Successful demonstration of coherence-based nonlocal correlation

Use of polarization basis-randomness to achieve quantum superposition

Confirmation of wave nature of quantum mechanics at macroscopic scale

Abstract

Franson-type nonlocal quantum correlation based on the particle nature of quantum mechanics has been intensively studied for both fundamental physics and potential applications of quantum key distribution between remotely separated parties over the last several decades. Recently, a coherence theory of deterministic quantum features has been applied for Franson-type nonlocal correlation [arXiv:2102.06463] to understand its quantumness in a purely classical manner, where the resulting features are deterministic and macroscopic. Here, nearly sub-Poisson distributed coherent photon pairs obtained from an attenuated laser are used for the experimental demonstrations of the coherence Franson-type nonlocal correlation.

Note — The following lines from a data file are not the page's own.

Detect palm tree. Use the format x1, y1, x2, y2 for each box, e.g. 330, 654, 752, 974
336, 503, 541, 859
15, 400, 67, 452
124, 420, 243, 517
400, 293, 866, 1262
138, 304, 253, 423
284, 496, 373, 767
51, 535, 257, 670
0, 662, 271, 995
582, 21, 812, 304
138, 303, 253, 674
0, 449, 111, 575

As an essential requirement of quantum mechanics, quantum superposition is macroscopically provided using polarization basis-randomness via a half-wave plate, satisfying fairness compared with the original scheme based on phase bases. The observed coherence quantum feature of the modified Franson correlation successfully demonstrates the proposed wave nature of quantum mechanics, where the unveiled nonlocal correlation is relied on a definite phase relation between the paired coherent photons.